3. Hoogte Privatiseringsvergoeding
De Privatiseringsvergoeding bedraagt 4 2/3 % (…) van de waarde van (de aandelen van) ENECO Holding (…) op het moment van Privatisering;
4. Privatisering
Onder Privatisering van de aandelen van ENECO Holding wordt verstaan: de voltooide levering van meer dan 50% van (de aandelen) ENECO Holding aan een derde partij (…)
5. Fusie (…)
6. Juridische splitsing
Een juridische splitsing van ENECO Holding geldt niet als een Privatisering.
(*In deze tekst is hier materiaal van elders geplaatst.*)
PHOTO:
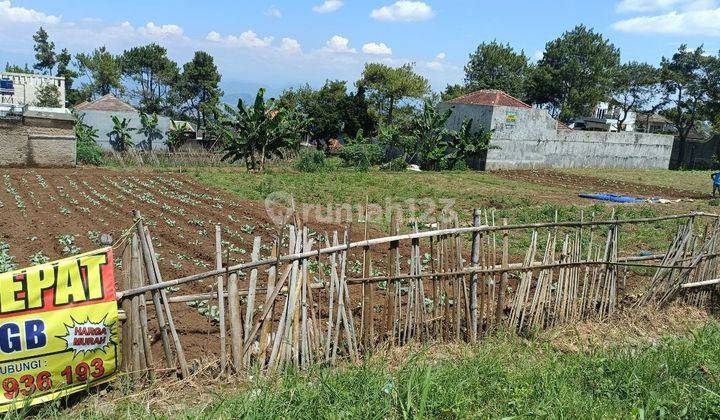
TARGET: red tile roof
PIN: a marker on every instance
(489, 97)
(108, 102)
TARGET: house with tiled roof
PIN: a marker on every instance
(98, 114)
(524, 136)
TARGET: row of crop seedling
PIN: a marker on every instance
(19, 202)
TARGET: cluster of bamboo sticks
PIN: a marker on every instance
(690, 260)
(300, 306)
(570, 292)
(142, 267)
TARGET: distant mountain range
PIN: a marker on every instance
(237, 89)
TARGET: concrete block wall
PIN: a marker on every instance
(21, 146)
(102, 121)
(530, 138)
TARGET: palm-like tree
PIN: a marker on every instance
(120, 136)
(255, 133)
(149, 128)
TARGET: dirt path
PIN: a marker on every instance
(589, 184)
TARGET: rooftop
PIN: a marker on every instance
(108, 102)
(489, 97)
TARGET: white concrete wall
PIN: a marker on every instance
(102, 121)
(26, 86)
(529, 138)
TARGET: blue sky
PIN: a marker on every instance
(282, 43)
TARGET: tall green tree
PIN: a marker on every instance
(687, 82)
(149, 127)
(497, 66)
(430, 134)
(387, 86)
(102, 70)
(121, 134)
(635, 87)
(152, 73)
(254, 133)
(14, 68)
(334, 111)
(48, 95)
(44, 52)
(198, 92)
(454, 91)
(575, 73)
(64, 69)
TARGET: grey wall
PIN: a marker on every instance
(529, 138)
(698, 154)
(102, 121)
(21, 145)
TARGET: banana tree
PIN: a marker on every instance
(430, 134)
(258, 132)
(121, 134)
(466, 144)
(149, 128)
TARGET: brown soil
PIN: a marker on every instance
(589, 184)
(630, 327)
(180, 213)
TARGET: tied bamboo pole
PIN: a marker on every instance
(503, 278)
(221, 299)
(474, 259)
(150, 271)
(236, 331)
(138, 350)
(127, 326)
(157, 277)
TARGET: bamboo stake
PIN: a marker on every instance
(150, 271)
(127, 326)
(221, 299)
(236, 331)
(184, 371)
(474, 259)
(250, 310)
(504, 277)
(138, 358)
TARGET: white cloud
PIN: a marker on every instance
(290, 45)
(339, 44)
(153, 30)
(694, 22)
(404, 11)
(14, 14)
(377, 49)
(273, 12)
(246, 39)
(328, 6)
(646, 5)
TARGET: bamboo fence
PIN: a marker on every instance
(320, 299)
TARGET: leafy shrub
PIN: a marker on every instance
(360, 153)
(395, 165)
(311, 160)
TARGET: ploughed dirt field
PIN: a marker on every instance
(49, 214)
(590, 184)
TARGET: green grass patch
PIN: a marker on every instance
(501, 377)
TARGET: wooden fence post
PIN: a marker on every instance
(150, 271)
(221, 299)
(503, 278)
(474, 259)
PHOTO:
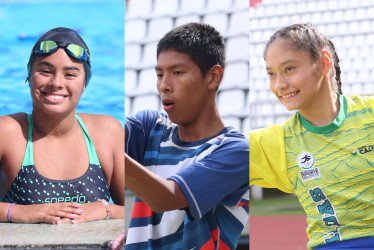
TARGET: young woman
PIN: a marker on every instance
(57, 166)
(324, 153)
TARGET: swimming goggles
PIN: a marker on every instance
(76, 51)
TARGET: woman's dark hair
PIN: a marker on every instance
(305, 37)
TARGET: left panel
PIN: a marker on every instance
(84, 165)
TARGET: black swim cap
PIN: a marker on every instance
(65, 36)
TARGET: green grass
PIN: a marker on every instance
(282, 205)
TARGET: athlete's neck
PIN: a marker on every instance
(53, 125)
(205, 127)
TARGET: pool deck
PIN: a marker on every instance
(89, 235)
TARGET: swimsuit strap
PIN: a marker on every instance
(29, 155)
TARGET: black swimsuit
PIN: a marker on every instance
(30, 187)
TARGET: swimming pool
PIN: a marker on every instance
(99, 22)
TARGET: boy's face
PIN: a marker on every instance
(182, 87)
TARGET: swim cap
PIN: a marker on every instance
(65, 36)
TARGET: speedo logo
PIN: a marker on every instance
(78, 199)
(365, 149)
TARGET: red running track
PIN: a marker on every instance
(285, 232)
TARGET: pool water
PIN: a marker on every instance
(101, 25)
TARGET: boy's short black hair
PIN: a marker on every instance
(202, 42)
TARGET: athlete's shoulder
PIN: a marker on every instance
(360, 102)
(269, 131)
(100, 123)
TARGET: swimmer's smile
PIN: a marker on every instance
(53, 97)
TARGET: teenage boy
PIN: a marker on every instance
(188, 171)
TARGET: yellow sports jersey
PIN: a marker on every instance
(330, 168)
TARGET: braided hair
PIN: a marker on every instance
(306, 37)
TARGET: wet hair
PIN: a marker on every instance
(201, 42)
(305, 37)
(61, 35)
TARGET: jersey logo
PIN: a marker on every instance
(310, 174)
(305, 160)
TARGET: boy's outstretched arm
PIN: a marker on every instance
(159, 194)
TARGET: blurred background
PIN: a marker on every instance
(147, 21)
(350, 26)
(99, 22)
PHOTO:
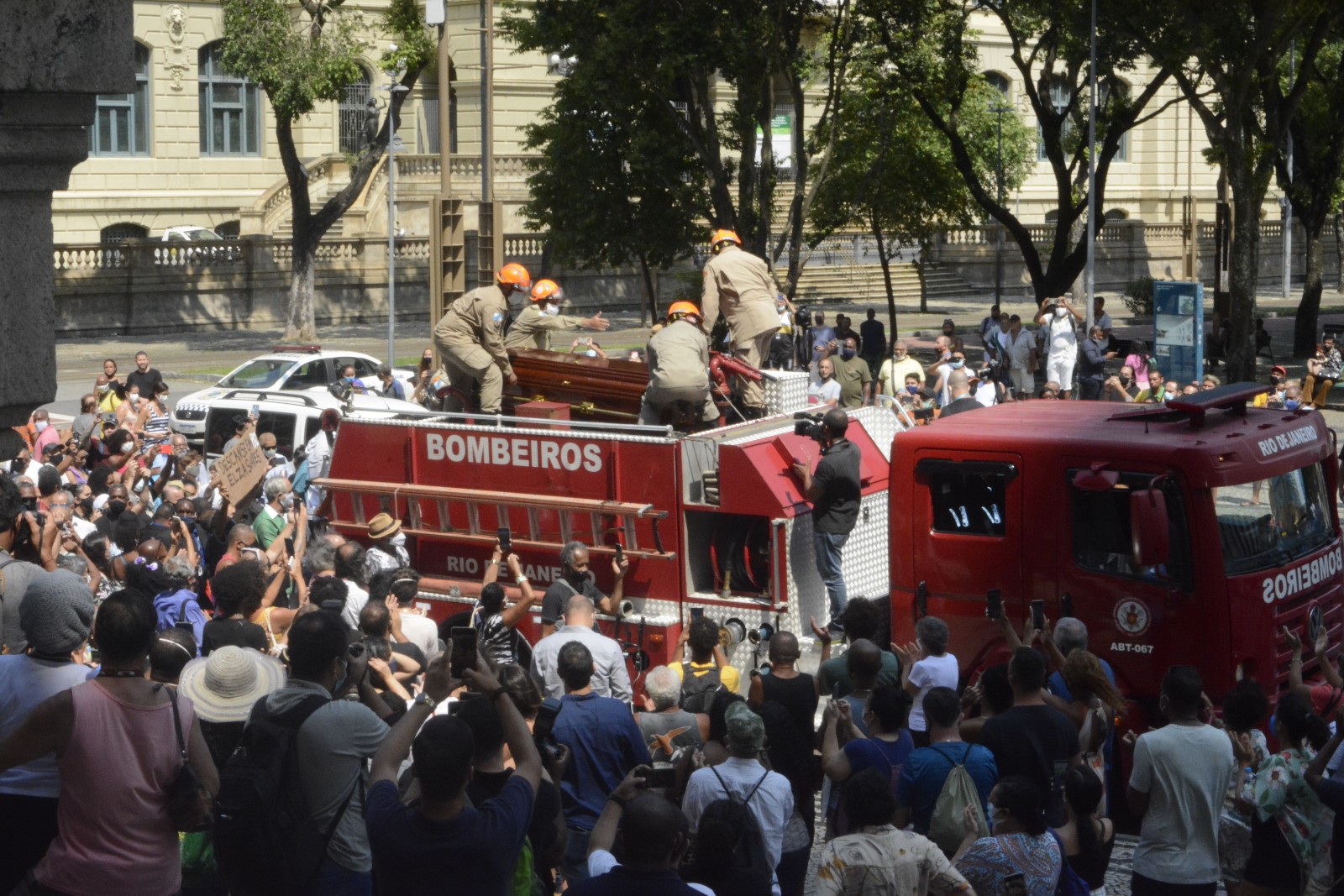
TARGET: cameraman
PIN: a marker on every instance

Vindt na splitsing alsnog Privatisering plaats van een entiteit die het resultaat is van de splitsing, dan zal de Privatiseringsvergoeding uitsluitend betrekking hebben op de geprivatiseerde entiteit. Het recht op de Privatiseringsvergoeding voor de overige, nog niet geprivatiseerde entiteiten blijft hierbij in stand.
(…)
11. Toekomstige wetgeving
Indien toekomstige wetgeving een situatie creëert waarin deze Bijlage 2.3.a niet voorziet, zullen ENECO en de Aandeelhouders te goeder trouw onderhandelen over aanpassingen die een situatie bewerkstelligen die zo veel als mogelijk recht doet aan de intentie van Partijen als hierin neergelegd.
12. Looptijd
Het recht op een Privatiseringsvergoeding vervalt per 31 december 2010.”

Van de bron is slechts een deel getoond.